Ray E. Eubanks (February 6, 1922 - July 23, 1944) was a United States Army soldier and a recipient of the United States military's highest decoration — the Medal of Honor — for his actions in World War II.

==Biography==
Eubanks joined the Army from La Grange, North Carolina in 1942, and by July 23, 1944, was serving as a Sergeant in Company D, 503rd Parachute Infantry Regiment. On that day, on the island of Noemfoor in Dutch New Guinea, Sgt. Eubanks single-handedly assaulted an enemy position with a Browning Automatic Rifle (BAR). Although he was wounded and his BAR disabled during his approach, he nevertheless charged the position, using his gun as a club to kill several Japanese soldiers until he was himself killed. For these actions, he was posthumously awarded the Medal of Honor eight months later, on March 29, 1945.

Eubanks, aged 22 at his death, was buried in Westview Cemetery, Kinston, North Carolina.

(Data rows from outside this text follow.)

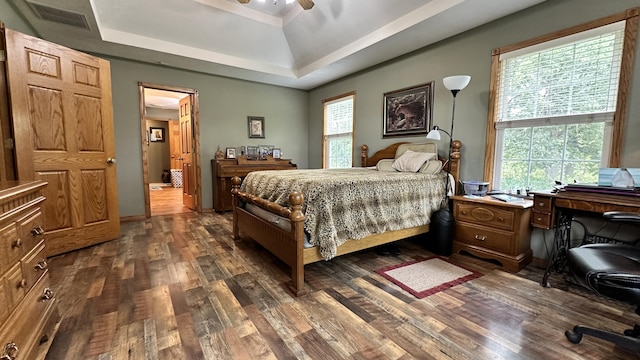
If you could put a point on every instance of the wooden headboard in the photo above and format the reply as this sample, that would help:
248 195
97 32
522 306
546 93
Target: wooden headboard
390 152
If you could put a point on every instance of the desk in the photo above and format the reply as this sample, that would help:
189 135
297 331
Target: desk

==Medal of Honor citation==
Sergeant Eubanks' official Medal of Honor citation reads:

For conspicuous gallantry and intrepidity at the risk of his life above and beyond the call of duty at Noemfoor Island, Dutch New Guinea, 23 July 1944. While moving to the relief of a platoon isolated by the enemy, his company encountered a strong enemy position supported by machinegun, rifle, and mortar fire. Sgt. Eubanks was ordered to make an attack with 1 squad to neutralize the enemy by fire in order to assist the advance of his company. He maneuvered his squad to within 30 yards of the enemy where heavy fire checked his advance. Directing his men to maintain their fire, he and 2 scouts worked their way forward up a shallow depression to within 25 yards of the enemy. Directing the scouts to remain in place, Sgt. Eubanks armed himself with an automatic rifle and worked himself forward over terrain swept by intense fire to within 15 yards of the enemy position when he opened fire with telling effect. The enemy, having located his position, concentrated their fire with the result that he was wounded and a bullet rendered his rifle useless. In spite of his painful wounds he immediately charged the enemy and using his weapon as a club killed 4 of the enemy before he was himself again hit and killed. Sgt. Eubanks' heroic action, courage, and example in leadership so inspired his men that their advance was successful. They killed 45 of the enemy and drove the remainder from the position, thus effecting the relief of our beleaguered troops.